But better late than never, so here’s where my new path has taken me….
On April 9, 2011 I began my first quarter at The Art Institute of Atlanta. I’m currently enrolled in the Baking and Pastry Diploma program, although, honestly, I would love to take every class offered.
During the week of Orientation, we picked up our uniforms and supply kits that would carry us through our time at school.
The chef’s would be appalled to see me wearing my uniform this way, but this was before knowing the proper way of wearing it for either lecture class or when in the kitchen. But, I wanted to try everything on the day I got it. You are supposed to wear your scarf around your neck, hair up and under the hat, an apron with side towels if you’re in the kitchen, calf-high black socks and pants should be hemmed and worn with black non-slip shoes. I’m carrying my supply kit which houses all of my tools I’ll need for my classes and is something you should never be without when in the kitchen.

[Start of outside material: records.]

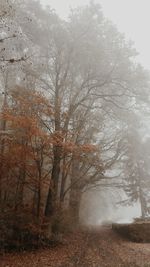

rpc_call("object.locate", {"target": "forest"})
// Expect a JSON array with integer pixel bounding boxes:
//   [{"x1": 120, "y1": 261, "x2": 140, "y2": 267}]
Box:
[{"x1": 0, "y1": 0, "x2": 150, "y2": 260}]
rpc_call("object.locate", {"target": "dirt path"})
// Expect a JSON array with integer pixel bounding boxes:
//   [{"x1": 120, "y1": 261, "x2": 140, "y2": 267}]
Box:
[{"x1": 0, "y1": 227, "x2": 150, "y2": 267}]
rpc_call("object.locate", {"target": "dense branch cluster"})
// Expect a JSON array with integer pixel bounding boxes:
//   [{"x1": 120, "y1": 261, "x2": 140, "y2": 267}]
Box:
[{"x1": 0, "y1": 0, "x2": 149, "y2": 250}]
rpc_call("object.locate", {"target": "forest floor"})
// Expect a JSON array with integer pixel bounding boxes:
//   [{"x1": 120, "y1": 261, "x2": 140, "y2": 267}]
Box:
[{"x1": 0, "y1": 227, "x2": 150, "y2": 267}]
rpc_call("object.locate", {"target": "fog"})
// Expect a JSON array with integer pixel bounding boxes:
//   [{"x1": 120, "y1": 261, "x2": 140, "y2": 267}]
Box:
[
  {"x1": 80, "y1": 188, "x2": 141, "y2": 226},
  {"x1": 0, "y1": 0, "x2": 150, "y2": 239}
]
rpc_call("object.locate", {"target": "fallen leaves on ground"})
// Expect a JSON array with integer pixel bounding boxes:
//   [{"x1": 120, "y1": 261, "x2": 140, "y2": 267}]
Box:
[{"x1": 0, "y1": 227, "x2": 150, "y2": 267}]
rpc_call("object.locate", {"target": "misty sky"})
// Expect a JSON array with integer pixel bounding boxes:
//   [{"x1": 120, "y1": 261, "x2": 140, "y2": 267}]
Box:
[{"x1": 41, "y1": 0, "x2": 150, "y2": 69}]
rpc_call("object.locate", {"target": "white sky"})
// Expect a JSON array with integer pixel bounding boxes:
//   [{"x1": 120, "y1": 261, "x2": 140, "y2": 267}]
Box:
[{"x1": 41, "y1": 0, "x2": 150, "y2": 69}]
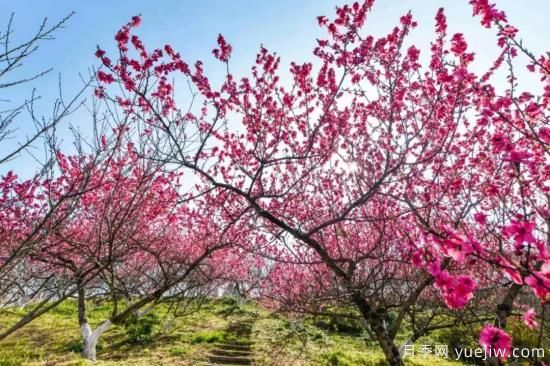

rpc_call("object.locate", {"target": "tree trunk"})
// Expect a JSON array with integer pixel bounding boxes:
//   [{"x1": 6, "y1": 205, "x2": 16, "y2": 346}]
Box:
[
  {"x1": 80, "y1": 320, "x2": 111, "y2": 361},
  {"x1": 485, "y1": 283, "x2": 521, "y2": 366},
  {"x1": 76, "y1": 278, "x2": 111, "y2": 361},
  {"x1": 353, "y1": 293, "x2": 405, "y2": 366}
]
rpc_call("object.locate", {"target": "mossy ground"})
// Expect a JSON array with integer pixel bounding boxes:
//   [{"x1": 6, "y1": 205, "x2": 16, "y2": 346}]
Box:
[{"x1": 0, "y1": 300, "x2": 466, "y2": 366}]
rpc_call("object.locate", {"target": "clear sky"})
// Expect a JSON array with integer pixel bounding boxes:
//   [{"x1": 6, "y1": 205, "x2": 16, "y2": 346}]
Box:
[{"x1": 0, "y1": 0, "x2": 550, "y2": 174}]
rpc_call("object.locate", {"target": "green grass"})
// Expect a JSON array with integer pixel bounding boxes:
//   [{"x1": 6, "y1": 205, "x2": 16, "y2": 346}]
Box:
[{"x1": 0, "y1": 300, "x2": 466, "y2": 366}]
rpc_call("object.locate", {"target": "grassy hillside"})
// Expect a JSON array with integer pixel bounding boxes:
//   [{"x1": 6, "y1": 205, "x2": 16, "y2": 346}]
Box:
[{"x1": 0, "y1": 300, "x2": 466, "y2": 366}]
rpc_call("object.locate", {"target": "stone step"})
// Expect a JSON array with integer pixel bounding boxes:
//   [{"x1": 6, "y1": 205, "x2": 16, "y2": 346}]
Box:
[
  {"x1": 214, "y1": 343, "x2": 251, "y2": 351},
  {"x1": 208, "y1": 355, "x2": 252, "y2": 365},
  {"x1": 210, "y1": 348, "x2": 252, "y2": 357}
]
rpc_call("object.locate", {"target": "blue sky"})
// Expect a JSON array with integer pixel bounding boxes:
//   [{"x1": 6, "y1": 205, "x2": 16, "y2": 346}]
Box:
[{"x1": 0, "y1": 0, "x2": 550, "y2": 174}]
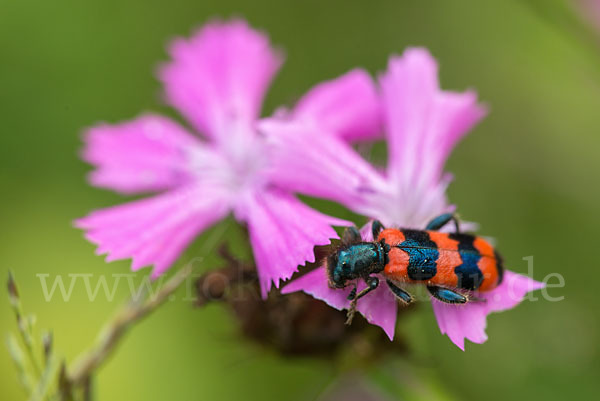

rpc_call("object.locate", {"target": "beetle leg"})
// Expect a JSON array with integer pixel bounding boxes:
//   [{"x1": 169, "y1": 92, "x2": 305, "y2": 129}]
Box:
[
  {"x1": 427, "y1": 285, "x2": 468, "y2": 304},
  {"x1": 346, "y1": 276, "x2": 379, "y2": 324},
  {"x1": 371, "y1": 220, "x2": 383, "y2": 241},
  {"x1": 385, "y1": 280, "x2": 413, "y2": 305},
  {"x1": 342, "y1": 226, "x2": 362, "y2": 245},
  {"x1": 425, "y1": 213, "x2": 460, "y2": 233}
]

Currently, I’m taking 2 classes – Foundations of Culinary Techniques (Lecture Class) and Fundamentals of Classical Techniques (Lab/Production Class). Our lecture class introduces us to items such as stocks, mother sauces, cooking techniques, vegetables, poultry, beef, and even fish then we get hands on experience 2 days a week in the lab. We are learning techniques from French classical cooking – which is very thorough and can be quite time-consuming. Some days we use one entire class time to prep items and then actually cook them the following day. So, a lot goes into the French style, but I’ve really enjoyed learning and getting to produce amazing food.
Both classes are pretty early, but I know that if I want to be a baker I must be up before dawn in order to produce the freshest products. So, these days I no longer get to sleep in, but it’s such a small price to pay for reaching your dreams. I iron my uniform every night before going to bed…well, Monday’s I usually iron that morning since that class is later. My Tues/Wed class starts at 5:55am, so I do what I can the night before so I can sleep until the last possible moment and then get up and get ready for class. The chefs are very strict on timeliness and professionalism, which most of the older students in the class understand, but many of the younger ones do not.
We have a few more weeks left in these 2 foundation classes and then I’ll move into Intro to Baking and Pastry which I’m so excited about and Latin Cuisine! Yum Yum!!